MonoLSS: Learnable Sample Selection For Monocular 3D Detection
This work addresses the problem of inaccurate 3D property estimation in autonomous driving by improving training sample selection and augmentation, though it is incremental in nature.
The paper tackles monocular 3D detection for autonomous driving by introducing a learnable sample selection module and a data augmentation method, achieving state-of-the-art results on the KITTI benchmark and competitive performance on other datasets.
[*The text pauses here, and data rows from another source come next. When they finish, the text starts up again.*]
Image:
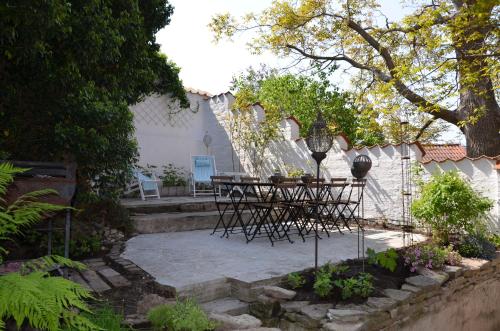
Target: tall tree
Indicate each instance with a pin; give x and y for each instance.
(69, 69)
(442, 59)
(301, 96)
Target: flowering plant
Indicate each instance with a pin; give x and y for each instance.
(428, 256)
(453, 257)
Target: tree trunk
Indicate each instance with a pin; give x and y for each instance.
(483, 136)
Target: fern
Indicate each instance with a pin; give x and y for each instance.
(42, 301)
(36, 298)
(25, 211)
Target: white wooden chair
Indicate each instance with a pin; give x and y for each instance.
(146, 185)
(202, 168)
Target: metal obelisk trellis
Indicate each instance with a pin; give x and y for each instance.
(406, 183)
In the field of autonomous driving, monocular 3D detection is a critical task which estimates 3D properties (depth, dimension, and orientation) of objects in a single RGB image. Previous works have used features in a heuristic way to learn 3D properties, without considering that inappropriate features could have adverse effects. In this paper, sample selection is introduced that only suitable samples should be trained to regress the 3D properties. To select samples adaptively, we propose a Learnable Sample Selection (LSS) module, which is based on Gumbel-Softmax and a relative-distance sample divider. The LSS module works under a warm-up strategy leading to an improvement in training stability. Additionally, since the LSS module dedicated to 3D property sample selection relies on object-level features, we further develop a data augmentation method named MixUp3D to enrich 3D property samples which conforms to imaging principles without introducing ambiguity. As two orthogonal methods, the LSS module and MixUp3D can be utilized independently or in conjunction. Sufficient experiments have shown that their combined use can lead to synergistic effects, yielding improvements that transcend the mere sum of their individual applications. Leveraging the LSS module and the MixUp3D, without any extra data, our method named MonoLSS ranks 1st in all three categories (Car, Cyclist, and Pedestrian) on KITTI 3D object detection benchmark, and achieves competitive results on both the Waymo dataset and KITTI-nuScenes cross-dataset evaluation. The code is included in the supplementary material and will be released to facilitate related academic and industrial studies.